SemiAnalysis emphasized that the speed of algorithm improvement is too fast, which is also disadvantageous for Nvidia and GPUs.

The American media outlet "Fortune" even warned that DeepSeek is threatening NVIDIA's AI dominance.

As mentioned earlier, DeepSeek has adopted lower-performing, cheaper chips to build its latest model, which has also put pressure on Nvidia, with some worried that other large technology companies might reduce their demand for Nvidia's more advanced products.

AvaTrade's Chief Market Analyst Kate Leaman told "Fortune" magazine: "Investors are concerned that DeepSeek's ability to work with lower-performing AI chips may undermine Nvidia's dominance in the AI hardware sector, particularly considering that its valuation heavily relies on AI demand."

It's worth mentioning that according to tomshardware's report, DeepSeek's AI breakthrough bypassed Nvidia's CUDA unboxing and instead used assembly-like PTX programming, which has somewhat heightened concerns about Nvidia.

According to reports, NVIDIA's PTX (Parallel Thread Execution) is an intermediate instruction set architecture designed by NVIDIA for its GPUs. PTX is positioned between high-level GPU programming languages (such as CUDA C/C++ or other language front-ends) and low-level machine code (streaming assembly or SASS). PTX is a close-to-metal ISA that exposes the GPU as a data-parallel computing device, enabling fine-grained optimizations such as register allocation and thread/warp-level tuning, which CUDA C/C++ and other languages cannot accomplish. Once PTX enters SASS, it is optimized for a specific generation of NVIDIA GPUs.

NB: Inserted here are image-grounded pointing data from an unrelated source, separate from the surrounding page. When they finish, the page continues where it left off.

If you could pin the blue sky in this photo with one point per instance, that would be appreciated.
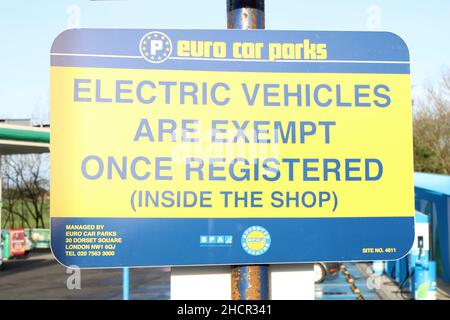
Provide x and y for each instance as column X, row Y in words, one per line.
column 27, row 30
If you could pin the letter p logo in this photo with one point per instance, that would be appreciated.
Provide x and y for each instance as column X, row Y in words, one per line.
column 155, row 47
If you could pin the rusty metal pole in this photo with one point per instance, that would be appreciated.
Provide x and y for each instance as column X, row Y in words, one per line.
column 248, row 282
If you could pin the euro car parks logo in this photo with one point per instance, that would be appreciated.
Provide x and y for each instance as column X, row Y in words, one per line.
column 155, row 47
column 256, row 240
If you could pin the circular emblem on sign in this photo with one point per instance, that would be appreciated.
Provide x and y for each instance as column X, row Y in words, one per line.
column 256, row 240
column 155, row 47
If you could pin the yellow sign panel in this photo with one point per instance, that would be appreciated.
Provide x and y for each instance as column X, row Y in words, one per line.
column 196, row 147
column 165, row 143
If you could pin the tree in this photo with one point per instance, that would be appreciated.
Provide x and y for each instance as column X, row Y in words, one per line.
column 26, row 190
column 432, row 129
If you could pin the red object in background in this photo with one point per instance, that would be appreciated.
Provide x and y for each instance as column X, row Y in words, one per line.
column 17, row 242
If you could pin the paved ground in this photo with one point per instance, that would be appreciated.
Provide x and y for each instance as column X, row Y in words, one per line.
column 41, row 277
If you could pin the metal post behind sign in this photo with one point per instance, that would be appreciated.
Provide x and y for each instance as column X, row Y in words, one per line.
column 248, row 282
column 126, row 283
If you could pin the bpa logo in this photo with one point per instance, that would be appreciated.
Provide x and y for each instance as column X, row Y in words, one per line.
column 155, row 47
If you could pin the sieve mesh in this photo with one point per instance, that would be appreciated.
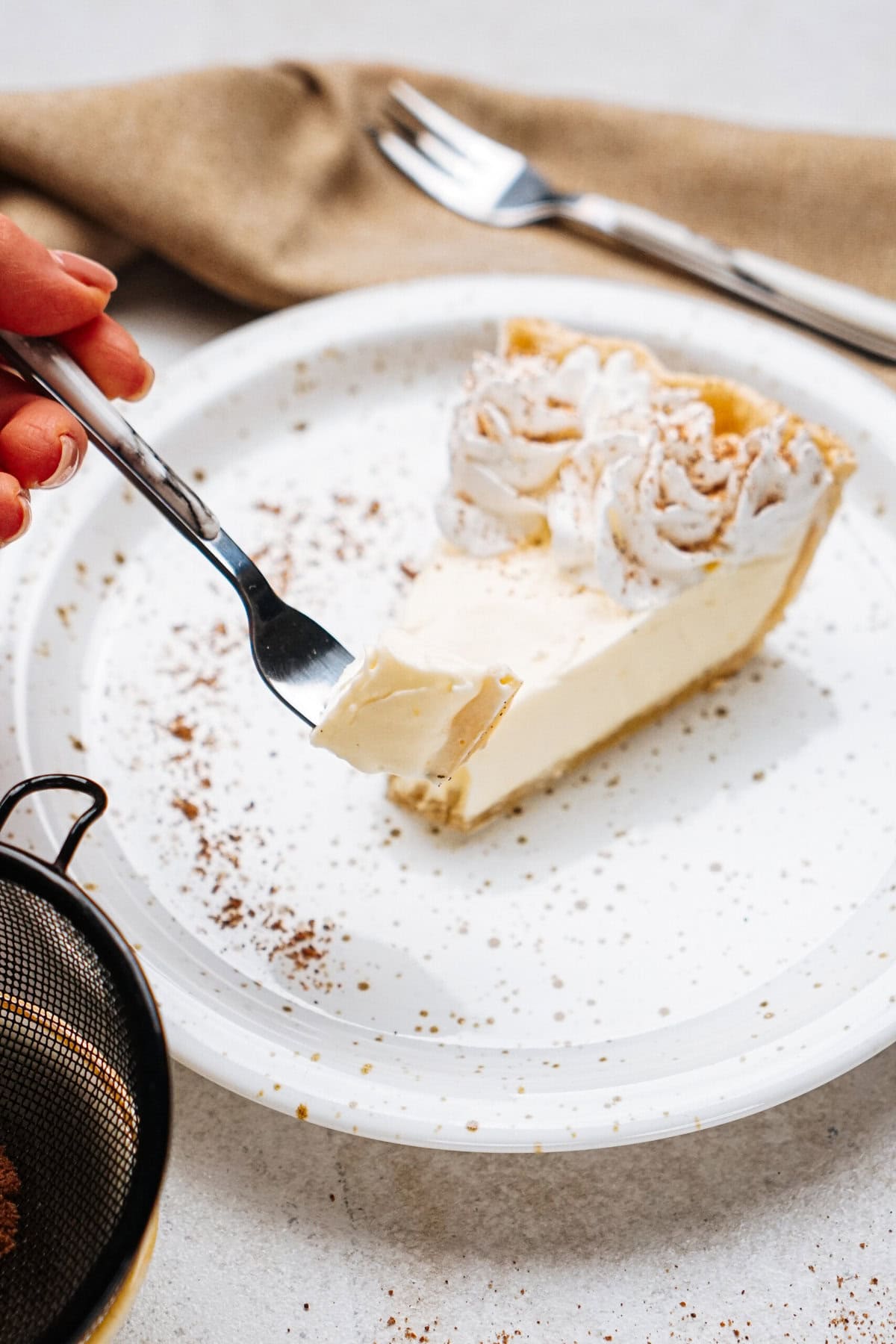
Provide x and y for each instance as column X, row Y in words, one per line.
column 84, row 1102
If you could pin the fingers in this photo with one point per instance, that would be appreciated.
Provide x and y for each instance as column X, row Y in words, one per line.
column 15, row 510
column 43, row 293
column 87, row 270
column 111, row 356
column 40, row 444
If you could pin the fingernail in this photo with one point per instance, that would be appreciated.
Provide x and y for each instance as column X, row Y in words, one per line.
column 149, row 378
column 26, row 519
column 87, row 270
column 67, row 464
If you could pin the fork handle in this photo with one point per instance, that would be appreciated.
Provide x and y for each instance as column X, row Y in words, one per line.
column 54, row 371
column 845, row 312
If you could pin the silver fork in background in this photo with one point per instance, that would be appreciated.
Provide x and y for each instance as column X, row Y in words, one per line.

During the training of the V3 model, DeepSeek reconfigured NVIDIA's H800 GPU: It allocated 20 out of 132 streaming multiprocessors for server-to-server communication, potentially used for compressing and decompressing data to overcome the connectivity limitations of processors and speed up trades. To maximize performance, DeepSeek also implemented advanced pipeline algorithms, possibly achieved through ultra-fine thread/warp-level tuning.

Reports indicate that these modifications far exceed the range of standard CUDA-level development but are very difficult to maintain.

However, Morningstar strategist Brian Colello bluntly stated that DeepSeek's entry undeniably adds uncertainty to the entire AI ecosystem, but this has not changed the overwhelming momentum behind the movement. In a report, he wrote: "We believe the demand for AI GPUs still exceeds supply. Therefore, even though slimmer models may achieve greater development with the same number of chips, we still believe technology companies will continue to buy up all the GPUs they can as part of this AI 'gold rush.' "

Industry veterans like former Intel CEO Pat Gelsinger also believe that applications like AI can leverage all the computing power they can access. Regarding DeepSeek's breakthrough, Gelsinger views it as a way to integrate AI into a large number of inexpensive devices on the mass market.

SemiAnalysis revealed in its report that since the release of DeepSeek V3 and R1, the price of AWS GPUs, including H100, has risen in many regions. The similar H200 is also harder to find. "After the launch of V3, the price of H100 skyrocketed as the monetization rate of GPUs began to increase significantly. Getting more intelligence at a lower price means greater demand. This marks a significant shift compared to the sluggish spot prices of H100 from a few months ago," SemiAnalysis said.

So, what does everyone think, how will DeepSeek develop? Will NVIDIA chips continue to dominate the market?

Editor/Rocky

The translation is provided by third-party software.